Hans Hartung, “T1974-R26” (1974), acrylic on canvas, unframed 72 13/16 inches × 118 1/8 inches

Thankfully, for the second time since their opening in New York, Perrotin has ignored the zeitgeist and devoted all three floors to this eccentric and deserving artist, whose work came from childhood drawings executed to ward off fear during lightning storms, the music of Bach, and the paintings of Rembrandt. The third-floor hanging that reprises the installation and sequential hanging of works in The Met exhibition is particularly revelatory. The filmic element is present in Hartung’s utilization of the rectangle to radically crop the abstract images. In the deceptively simple “T1974-R26” (1974) for example, a membranous white band made with a wide brayer diagonally bisects the blue background. Bending to its right is a slightly wider, thickly brushed yellow stripe. The ground reveals that it has black underpainting, and its blue overpainting is striated horizontally to the right of the two bands and vertically on the left of them. In all, an intensely knit together pictorial paint structure. One can detect underpainting and revision throughout the exhibition. Amid these seemingly sadistic, moody, and rumbling works that are at once calculated and free, Hartung preferred a clarified edge, even in his gatherings of rapid scratches into the surface, the visual equivalent of the sound of fingernails on a blackboard, but who else has done that? 

The gallery film compares him, correctly, to Turner. He painted nature but foregrounded a manufactured machine-like disarray. Hartung practiced a kind of distanciation, of making the viewer look again and think as much as be enthralled. 

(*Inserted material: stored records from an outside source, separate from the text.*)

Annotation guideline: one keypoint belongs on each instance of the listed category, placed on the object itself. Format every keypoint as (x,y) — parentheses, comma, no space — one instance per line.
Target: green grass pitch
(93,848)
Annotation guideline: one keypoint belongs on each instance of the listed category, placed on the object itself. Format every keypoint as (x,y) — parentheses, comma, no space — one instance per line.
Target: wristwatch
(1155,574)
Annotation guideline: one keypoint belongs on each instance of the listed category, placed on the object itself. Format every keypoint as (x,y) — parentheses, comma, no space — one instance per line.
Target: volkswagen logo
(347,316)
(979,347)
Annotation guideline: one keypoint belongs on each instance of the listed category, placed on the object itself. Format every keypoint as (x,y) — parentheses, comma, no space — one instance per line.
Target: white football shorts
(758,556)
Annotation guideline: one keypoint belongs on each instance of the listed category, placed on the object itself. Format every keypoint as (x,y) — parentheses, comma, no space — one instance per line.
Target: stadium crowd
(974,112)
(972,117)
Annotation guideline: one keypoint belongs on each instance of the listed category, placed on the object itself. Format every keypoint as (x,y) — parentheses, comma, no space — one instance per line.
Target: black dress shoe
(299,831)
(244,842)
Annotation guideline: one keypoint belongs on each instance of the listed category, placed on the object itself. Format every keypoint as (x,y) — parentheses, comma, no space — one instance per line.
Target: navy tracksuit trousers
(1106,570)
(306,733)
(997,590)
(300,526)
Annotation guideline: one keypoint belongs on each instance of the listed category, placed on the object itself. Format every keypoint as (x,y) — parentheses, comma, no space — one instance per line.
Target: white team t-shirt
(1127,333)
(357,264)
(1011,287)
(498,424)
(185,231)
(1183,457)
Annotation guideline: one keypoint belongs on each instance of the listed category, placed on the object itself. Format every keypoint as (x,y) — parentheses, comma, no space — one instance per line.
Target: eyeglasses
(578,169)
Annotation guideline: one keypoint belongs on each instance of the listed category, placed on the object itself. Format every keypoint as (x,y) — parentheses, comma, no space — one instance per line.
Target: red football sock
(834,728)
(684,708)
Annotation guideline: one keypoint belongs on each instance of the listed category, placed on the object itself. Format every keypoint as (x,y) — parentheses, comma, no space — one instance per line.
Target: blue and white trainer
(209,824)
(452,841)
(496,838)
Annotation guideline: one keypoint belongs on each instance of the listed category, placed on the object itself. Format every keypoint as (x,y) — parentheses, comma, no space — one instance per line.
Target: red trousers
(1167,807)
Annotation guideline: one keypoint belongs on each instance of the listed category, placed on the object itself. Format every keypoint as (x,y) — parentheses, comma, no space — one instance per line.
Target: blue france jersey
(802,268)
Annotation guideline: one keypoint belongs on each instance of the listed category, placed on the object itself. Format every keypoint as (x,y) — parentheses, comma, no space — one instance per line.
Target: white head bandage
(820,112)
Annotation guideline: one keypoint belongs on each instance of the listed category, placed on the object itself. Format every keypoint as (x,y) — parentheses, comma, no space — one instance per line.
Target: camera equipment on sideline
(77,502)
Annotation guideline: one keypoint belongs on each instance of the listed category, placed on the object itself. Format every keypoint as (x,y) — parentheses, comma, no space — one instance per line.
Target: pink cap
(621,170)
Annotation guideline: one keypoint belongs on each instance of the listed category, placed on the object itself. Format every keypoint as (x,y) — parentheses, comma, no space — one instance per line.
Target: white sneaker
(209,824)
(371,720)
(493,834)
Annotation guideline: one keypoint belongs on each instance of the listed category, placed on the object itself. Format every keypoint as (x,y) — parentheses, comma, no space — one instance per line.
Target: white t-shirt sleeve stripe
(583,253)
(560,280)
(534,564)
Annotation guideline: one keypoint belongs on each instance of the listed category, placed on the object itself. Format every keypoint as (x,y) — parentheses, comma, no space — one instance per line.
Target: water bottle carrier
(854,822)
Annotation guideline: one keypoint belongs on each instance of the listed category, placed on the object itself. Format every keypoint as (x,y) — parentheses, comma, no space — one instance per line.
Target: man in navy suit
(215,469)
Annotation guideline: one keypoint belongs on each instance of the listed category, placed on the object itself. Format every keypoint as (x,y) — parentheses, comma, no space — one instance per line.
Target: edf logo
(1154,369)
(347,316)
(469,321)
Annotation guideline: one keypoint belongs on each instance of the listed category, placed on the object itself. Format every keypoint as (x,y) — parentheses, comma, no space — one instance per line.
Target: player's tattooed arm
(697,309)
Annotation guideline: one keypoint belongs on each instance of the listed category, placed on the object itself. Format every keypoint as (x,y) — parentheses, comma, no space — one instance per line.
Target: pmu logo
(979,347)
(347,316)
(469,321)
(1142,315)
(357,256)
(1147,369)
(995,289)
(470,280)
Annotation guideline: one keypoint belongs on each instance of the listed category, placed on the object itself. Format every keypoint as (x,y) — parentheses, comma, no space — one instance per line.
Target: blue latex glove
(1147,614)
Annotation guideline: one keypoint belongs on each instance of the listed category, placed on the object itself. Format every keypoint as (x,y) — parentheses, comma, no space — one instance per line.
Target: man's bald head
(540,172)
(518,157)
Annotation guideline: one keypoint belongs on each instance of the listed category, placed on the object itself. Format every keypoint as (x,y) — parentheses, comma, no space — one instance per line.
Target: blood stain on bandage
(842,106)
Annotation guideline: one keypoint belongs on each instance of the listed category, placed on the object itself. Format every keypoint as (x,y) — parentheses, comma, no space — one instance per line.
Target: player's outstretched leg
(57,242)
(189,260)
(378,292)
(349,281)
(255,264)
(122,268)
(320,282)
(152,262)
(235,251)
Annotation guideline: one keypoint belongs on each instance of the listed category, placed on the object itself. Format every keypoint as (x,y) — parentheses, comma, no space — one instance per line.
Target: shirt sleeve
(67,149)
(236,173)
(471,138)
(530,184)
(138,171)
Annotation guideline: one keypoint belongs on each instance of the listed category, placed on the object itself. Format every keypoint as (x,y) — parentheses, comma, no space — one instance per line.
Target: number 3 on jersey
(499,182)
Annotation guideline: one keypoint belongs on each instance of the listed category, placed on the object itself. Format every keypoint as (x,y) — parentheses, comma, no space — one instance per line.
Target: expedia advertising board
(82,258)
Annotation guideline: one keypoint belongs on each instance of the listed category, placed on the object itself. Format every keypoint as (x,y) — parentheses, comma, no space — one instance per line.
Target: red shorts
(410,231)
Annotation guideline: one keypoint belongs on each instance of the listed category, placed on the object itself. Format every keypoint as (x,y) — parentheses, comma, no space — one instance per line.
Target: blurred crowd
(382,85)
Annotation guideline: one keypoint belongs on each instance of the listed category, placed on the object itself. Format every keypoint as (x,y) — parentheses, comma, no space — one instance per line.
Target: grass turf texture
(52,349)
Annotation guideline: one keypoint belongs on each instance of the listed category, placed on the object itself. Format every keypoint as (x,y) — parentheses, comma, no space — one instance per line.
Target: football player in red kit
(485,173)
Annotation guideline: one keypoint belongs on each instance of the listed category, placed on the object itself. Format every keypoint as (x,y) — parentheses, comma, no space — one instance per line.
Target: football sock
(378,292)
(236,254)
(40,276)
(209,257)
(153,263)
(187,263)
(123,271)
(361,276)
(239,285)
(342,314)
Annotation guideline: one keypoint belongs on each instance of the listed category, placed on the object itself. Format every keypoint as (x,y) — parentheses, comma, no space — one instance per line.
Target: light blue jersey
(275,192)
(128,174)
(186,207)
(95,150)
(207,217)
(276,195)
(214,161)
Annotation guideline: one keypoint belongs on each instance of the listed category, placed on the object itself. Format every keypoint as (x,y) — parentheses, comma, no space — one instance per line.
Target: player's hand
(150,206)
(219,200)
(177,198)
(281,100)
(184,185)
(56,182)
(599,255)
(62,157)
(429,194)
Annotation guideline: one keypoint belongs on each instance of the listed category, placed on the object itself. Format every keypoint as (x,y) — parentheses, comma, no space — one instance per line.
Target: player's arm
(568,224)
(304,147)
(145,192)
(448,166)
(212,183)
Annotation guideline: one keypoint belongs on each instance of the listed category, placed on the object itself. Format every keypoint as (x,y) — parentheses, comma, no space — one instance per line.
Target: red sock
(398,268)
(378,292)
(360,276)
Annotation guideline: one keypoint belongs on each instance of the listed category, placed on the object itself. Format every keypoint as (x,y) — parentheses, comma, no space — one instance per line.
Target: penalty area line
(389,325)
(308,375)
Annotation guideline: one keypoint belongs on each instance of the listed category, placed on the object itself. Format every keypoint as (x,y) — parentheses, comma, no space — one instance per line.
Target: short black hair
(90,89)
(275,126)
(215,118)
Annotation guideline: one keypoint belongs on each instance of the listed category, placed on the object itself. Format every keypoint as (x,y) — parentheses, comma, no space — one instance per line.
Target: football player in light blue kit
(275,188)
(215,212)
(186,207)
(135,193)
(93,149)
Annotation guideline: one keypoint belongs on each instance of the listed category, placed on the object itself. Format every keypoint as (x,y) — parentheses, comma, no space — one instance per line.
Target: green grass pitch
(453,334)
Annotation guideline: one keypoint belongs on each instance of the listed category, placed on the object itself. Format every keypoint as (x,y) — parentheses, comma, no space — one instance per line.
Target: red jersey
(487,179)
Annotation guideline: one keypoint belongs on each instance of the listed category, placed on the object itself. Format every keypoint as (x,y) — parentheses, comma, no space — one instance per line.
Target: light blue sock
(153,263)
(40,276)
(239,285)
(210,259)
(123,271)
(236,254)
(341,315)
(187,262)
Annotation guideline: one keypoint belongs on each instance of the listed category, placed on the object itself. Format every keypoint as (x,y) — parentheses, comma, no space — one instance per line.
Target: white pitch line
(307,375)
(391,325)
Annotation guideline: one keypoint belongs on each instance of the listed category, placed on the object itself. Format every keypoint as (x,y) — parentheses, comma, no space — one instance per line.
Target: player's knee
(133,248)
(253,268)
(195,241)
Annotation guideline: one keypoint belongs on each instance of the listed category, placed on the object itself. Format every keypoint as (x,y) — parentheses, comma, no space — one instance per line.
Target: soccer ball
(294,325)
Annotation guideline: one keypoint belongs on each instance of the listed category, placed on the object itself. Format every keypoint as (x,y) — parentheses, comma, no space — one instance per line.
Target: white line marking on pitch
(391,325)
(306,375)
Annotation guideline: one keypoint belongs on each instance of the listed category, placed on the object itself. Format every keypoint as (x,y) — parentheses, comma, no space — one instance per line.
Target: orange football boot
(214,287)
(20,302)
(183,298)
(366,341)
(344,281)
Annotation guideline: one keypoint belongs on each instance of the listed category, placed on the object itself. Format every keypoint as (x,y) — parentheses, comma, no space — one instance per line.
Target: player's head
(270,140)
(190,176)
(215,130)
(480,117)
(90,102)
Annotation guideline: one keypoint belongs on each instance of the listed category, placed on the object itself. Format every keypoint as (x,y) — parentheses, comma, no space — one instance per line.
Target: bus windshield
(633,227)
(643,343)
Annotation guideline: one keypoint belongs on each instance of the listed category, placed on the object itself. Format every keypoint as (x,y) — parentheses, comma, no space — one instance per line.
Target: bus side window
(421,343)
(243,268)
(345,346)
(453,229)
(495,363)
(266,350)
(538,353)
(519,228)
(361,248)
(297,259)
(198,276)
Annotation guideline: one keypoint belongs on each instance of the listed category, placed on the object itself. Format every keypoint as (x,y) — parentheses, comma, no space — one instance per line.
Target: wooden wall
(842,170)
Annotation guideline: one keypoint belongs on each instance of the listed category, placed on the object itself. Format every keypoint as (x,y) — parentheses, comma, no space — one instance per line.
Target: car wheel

Installation view of Hans Hartung: Revenge (2023) at Perrotin New York; left: “T1974-R1” (1974), unframed: 72 13/16 inches × 118 1/8 inches; right: “T1974-E12” (1974), acrylic on canvas, unframed: 70 7/8 inches × 70 7/8 inches
Hans Hartung, “T1975-R35” (1975), acrylic on canvas, unframed: 70 7/8 inches × 70 7/8 inches
Hans Hartung, “T1973-E6” (1973), acrylic on canvas, unframed: 43 11/16 inches × 70 7/8 inches

Hans Hartung: Revenge continues at Perrotin (130 Orchard Street, Lower East Side) through February 18. The exhibition was curated by Perrotin and the Hartung-Bergman Foundation.